The trade was a win the Dodgers sorely needed after an early postseason exit in 2019, missing out on big-name free agents and the departure of several of their core players. And the acquisitions make an already strong Dodgers roster even better. In Betts, 27, Los Angeles gets one of the best players in baseball in his prime.

“It doesn’t take deep analysis to have Mookie at the top of your list,” Friedman said. “But yeah, he was definitely a guy that we were hoping would line up in this way, that we’d be going to Glendale [Ariz., for Spring Training] with him in a Dodgers uniform.”

The 2018 American League MVP, Betts joins an outfield that includes last year’s National League MVP, Cody Bellinger.

"We've kind of talked through passing at the All-Star Game and as we played here," Betts said of his relationship with Bellinger. "It's going to be pretty special. He won the MVP last year, so he's definitely going to put on a show, and I'll do my best to keep up with him."
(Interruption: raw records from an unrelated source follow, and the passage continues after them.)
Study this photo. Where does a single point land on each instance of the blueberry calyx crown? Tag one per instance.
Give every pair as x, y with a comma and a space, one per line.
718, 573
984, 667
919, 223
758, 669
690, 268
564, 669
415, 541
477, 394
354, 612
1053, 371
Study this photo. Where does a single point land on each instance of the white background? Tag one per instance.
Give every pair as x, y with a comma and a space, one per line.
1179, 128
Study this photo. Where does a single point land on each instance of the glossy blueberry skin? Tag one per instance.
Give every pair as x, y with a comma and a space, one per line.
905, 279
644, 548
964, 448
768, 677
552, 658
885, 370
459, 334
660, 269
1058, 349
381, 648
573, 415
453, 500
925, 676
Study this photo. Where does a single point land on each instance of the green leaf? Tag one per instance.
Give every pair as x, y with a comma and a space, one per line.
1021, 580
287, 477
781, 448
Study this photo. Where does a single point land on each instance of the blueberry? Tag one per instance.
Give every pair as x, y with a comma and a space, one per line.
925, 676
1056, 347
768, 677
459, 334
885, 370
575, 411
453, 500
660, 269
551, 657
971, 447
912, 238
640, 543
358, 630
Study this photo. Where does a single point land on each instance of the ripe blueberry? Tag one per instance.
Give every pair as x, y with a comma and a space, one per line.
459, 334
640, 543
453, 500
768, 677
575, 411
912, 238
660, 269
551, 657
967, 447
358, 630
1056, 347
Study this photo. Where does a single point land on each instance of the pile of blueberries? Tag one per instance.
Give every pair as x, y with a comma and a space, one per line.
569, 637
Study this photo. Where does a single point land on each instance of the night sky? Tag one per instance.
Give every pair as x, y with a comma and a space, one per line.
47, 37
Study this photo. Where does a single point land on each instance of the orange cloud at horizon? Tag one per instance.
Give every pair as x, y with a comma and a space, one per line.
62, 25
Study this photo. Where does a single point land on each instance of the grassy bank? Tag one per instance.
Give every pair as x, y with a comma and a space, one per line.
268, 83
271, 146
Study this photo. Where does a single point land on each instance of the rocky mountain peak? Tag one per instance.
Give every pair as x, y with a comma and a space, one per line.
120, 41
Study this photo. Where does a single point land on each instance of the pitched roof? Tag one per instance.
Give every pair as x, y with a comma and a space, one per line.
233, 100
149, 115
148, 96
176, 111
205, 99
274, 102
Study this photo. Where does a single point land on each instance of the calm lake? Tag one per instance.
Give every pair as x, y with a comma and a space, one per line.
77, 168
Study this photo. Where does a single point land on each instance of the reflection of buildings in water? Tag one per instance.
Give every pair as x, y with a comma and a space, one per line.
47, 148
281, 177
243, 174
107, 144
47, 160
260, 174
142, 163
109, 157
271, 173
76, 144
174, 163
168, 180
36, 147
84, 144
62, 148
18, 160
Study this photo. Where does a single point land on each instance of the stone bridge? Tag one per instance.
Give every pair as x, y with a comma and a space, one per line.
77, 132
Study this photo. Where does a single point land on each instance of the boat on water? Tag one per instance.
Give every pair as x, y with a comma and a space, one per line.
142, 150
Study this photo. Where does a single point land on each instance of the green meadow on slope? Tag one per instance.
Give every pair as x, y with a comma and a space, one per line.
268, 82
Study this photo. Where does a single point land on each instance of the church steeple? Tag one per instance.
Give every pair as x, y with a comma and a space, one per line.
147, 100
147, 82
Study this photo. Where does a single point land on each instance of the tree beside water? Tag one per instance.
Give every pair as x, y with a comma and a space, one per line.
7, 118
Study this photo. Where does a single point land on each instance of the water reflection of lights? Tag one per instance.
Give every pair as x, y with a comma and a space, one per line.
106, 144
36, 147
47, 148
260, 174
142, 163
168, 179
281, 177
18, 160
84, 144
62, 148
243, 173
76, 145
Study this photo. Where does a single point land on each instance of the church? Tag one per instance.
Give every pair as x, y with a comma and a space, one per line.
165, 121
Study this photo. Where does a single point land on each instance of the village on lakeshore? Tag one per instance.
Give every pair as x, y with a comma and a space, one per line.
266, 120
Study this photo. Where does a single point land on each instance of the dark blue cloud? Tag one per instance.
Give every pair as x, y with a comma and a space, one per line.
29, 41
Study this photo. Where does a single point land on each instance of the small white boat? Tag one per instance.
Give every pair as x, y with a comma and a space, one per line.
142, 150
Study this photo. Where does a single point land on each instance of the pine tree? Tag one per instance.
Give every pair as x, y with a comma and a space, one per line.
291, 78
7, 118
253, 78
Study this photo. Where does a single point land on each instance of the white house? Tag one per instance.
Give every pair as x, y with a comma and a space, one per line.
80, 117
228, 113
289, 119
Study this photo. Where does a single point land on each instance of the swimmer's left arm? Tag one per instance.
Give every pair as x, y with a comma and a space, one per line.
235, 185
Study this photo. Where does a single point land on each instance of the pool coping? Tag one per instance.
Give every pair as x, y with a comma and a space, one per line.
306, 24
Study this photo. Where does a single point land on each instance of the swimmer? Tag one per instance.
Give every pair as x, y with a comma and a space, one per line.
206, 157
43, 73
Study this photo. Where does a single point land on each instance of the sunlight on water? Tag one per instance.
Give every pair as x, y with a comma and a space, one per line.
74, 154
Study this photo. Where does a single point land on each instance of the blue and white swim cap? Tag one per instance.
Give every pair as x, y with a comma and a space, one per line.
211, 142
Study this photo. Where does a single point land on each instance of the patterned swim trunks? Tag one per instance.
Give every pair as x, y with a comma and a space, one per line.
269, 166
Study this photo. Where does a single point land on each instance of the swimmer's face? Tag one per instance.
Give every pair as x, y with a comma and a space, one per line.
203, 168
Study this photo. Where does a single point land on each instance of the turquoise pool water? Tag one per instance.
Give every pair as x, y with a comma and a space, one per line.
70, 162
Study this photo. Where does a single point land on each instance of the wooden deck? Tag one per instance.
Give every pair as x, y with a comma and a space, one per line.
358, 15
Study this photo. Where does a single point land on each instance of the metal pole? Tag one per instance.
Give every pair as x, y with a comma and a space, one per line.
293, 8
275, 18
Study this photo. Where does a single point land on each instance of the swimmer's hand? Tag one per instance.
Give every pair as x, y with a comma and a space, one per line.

Although Betts’ name headlined the deal, Price, 34, has the potential to be a difference maker for the Dodgers as well. The southpaw -- who has not had a subpar season since his rookie year in 2009, according to ERA+ (which adjusts for park factors) -- slots nicely into a rotation that boasts a pair of aces in Clayton Kershaw and Walker Buehler, helping to make up for the loss of left-handers Hyun-Jin Ryu and Rich Hill to free agency. Though Price was limited to 107 1/3 innings over 22 starts in 2019, he’s hoping that surgery to remove a cyst on his pitching wrist will allow him to increase his workload in ’20.

“I’m healthy right now,” Price said. “I plan on staying healthy. I want to get out there as many times as possible -- 30 starts, 33 starts, that’s what I’m used to. I know I haven’t been able to do that the past couple seasons, but that was the norm.”

Of course, there’s another key thing on their résumés that makes Betts and Price attractive to the Dodgers: World Series rings. Despite seven straight NL West titles and a pair of World Series appearances, a championship has eluded this core group in Los Angeles. That includes 2018, when Betts and Price celebrated the Red Sox’s World Series victory on the Dodgers’ field.

The hope is that Betts and Price can now be the final pieces of the puzzle in getting the Dodgers over that line, at long last.

“We can take it as a compliment, for sure,” Betts said. “But we don’t want to add any extra pressure. We’re coming here to play the same way we always do. ... Inside, we’re winners, we worked hard to get to where we are, and we’re just gonna bring it here.”

It is certainly tempting to think about how Betts and Price may fit into the Dodgers’ future beyond this season. In Price’s case, he could be around awhile, with three years remaining on his contract.

Betts is set to become a free agent at the end of the season. Though he’s a potential candidate for a long-term contract extension, he is not ready to discuss that publicly just yet.

"Right now, I just got here -- still trying to find a house and those types of things," Betts said. "I'm not even really thinking about that. I'm just focused on staying with 2020 and going from there."